A local file inclusion (LFI) vulnerability has been identified in the Pricing Tables for WPBakery Page Builder WordPress plugin, affecting versions prior to 3.0. The vulnerability arises because the plugin fails to properly validate certain shortcode attributes before using them to generate file paths for include functions. This oversight allows authenticated users, including subscribers, to exploit the vulnerability and perform LFI attacks.

A stored cross-site scripting vulnerability has been identified in the Pricing Tables for WPBakery Page Builder WordPress plugin, affecting versions prior to 3.0. The issue arises because the plugin fails to properly validate and escape certain shortcode attributes before rendering them on a page or post. This flaw enables users with a contributor role or higher to execute stored cross-site scripting attacks.

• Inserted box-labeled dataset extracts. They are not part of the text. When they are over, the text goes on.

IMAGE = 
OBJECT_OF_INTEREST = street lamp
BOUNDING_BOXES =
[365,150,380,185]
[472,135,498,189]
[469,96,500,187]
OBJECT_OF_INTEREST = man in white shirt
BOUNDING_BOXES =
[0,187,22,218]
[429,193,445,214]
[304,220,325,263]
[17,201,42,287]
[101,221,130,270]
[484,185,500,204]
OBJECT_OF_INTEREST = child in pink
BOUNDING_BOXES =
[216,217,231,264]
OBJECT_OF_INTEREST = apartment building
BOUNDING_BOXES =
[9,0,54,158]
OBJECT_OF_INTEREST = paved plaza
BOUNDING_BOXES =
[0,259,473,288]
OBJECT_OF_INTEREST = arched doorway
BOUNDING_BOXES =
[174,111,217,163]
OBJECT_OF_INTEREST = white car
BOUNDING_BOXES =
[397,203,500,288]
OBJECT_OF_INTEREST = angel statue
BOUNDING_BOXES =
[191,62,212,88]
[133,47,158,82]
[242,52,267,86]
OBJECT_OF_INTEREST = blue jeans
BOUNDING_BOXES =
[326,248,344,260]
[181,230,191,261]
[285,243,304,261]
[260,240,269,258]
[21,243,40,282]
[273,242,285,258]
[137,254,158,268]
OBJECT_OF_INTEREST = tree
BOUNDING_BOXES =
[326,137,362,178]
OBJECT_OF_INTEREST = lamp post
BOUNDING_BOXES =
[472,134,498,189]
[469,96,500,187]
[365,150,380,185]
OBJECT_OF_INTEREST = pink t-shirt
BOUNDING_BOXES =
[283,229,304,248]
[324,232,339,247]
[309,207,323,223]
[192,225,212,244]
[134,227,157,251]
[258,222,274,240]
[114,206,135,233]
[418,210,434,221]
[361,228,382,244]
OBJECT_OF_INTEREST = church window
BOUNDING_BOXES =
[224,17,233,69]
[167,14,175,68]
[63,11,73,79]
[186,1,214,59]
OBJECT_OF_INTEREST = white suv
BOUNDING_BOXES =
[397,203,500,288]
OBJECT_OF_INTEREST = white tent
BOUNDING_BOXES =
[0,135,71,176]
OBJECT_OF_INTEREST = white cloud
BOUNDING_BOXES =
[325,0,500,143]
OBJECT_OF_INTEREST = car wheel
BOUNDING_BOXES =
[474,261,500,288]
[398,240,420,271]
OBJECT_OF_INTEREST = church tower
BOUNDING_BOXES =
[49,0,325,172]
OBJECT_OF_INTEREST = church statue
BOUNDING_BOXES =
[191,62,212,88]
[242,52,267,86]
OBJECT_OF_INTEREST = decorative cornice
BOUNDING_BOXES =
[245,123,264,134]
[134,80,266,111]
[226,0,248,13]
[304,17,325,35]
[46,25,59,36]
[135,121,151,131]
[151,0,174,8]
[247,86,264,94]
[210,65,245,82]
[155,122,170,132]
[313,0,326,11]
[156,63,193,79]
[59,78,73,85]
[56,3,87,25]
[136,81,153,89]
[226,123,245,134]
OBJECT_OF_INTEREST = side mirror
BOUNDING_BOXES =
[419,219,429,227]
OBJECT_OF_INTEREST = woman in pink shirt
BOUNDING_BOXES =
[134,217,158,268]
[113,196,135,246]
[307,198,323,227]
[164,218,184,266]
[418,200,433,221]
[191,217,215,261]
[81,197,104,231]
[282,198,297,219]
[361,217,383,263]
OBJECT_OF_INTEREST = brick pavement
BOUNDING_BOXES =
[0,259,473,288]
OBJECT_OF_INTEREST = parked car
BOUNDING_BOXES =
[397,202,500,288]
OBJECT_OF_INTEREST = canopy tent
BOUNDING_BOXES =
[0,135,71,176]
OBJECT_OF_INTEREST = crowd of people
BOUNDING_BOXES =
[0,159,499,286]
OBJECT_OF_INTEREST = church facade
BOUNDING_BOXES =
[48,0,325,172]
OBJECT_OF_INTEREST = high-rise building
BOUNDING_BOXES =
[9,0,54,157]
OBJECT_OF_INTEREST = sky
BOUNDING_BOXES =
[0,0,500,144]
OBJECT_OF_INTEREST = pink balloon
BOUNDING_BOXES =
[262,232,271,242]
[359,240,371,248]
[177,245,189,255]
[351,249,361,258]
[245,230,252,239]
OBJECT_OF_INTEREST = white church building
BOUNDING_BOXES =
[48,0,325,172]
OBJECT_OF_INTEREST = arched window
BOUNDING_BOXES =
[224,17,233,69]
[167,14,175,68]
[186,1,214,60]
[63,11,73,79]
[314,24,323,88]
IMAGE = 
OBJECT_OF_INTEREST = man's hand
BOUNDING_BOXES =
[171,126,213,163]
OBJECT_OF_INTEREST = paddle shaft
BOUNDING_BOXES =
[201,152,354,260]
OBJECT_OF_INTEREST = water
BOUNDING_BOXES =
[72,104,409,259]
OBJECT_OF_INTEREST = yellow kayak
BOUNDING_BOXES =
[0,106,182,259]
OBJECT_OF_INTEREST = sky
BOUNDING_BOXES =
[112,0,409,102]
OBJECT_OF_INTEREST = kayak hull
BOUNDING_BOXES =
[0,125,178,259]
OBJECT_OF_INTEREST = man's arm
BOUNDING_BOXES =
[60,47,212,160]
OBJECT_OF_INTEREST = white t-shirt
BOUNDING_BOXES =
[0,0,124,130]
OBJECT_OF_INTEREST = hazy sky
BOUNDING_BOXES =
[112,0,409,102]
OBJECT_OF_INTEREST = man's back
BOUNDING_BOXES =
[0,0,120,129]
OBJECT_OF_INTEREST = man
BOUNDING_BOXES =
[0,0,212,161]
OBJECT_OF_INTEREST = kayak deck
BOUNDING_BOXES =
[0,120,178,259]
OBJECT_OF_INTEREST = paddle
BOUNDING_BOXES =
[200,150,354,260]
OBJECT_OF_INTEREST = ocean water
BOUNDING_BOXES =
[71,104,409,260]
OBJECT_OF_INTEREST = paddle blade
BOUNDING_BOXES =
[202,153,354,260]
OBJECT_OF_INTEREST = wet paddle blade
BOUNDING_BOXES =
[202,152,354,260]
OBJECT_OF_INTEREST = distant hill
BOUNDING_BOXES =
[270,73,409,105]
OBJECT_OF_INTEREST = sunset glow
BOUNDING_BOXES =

A cross-site scripting vulnerability has been identified in the Google Analytics Top Content Widget Plugin for WordPress, affecting versions prior to 1.5.6. The issue arises from an unknown functionality in the file class-tgm-plugin-activation.php, allowing remote attackers to inject malicious scripts.

A vulnerability allowing an out-of-bounds write has been identified in the IOSurfaceAccelerator component of Apple iOS, iPadOS, and macOS. This issue could enable an application to execute arbitrary code with kernel privileges. The vulnerability arises from insufficient input validation. Apple has acknowledged reports of active exploitation of this vulnerability.

A use-after-free vulnerability has been identified in the WebKit component of multiple Apple products, including iOS, iPadOS, macOS Ventura, and Safari. This vulnerability arises from improper memory management, which can be exploited by processing maliciously crafted web content, leading to arbitrary code execution. Apple is aware of reports suggesting that this vulnerability may have been actively exploited.

A reflected cross-site scripting vulnerability has been identified in the WordPress Amazon S3 Plugin, affecting versions prior to 1.6. The issue arises because the plugin fails to properly sanitize and escape a parameter before displaying it on the page. This vulnerability could be exploited against users with high privileges, such as administrators.

A reflected cross-site scripting vulnerability has been identified in the I Thirteen Web Solution Continuous Image Carousel With Lightbox plugin for WordPress, affecting versions through 1.0.15. This vulnerability allows attackers to inject malicious scripts that could be executed when users visit the affected site.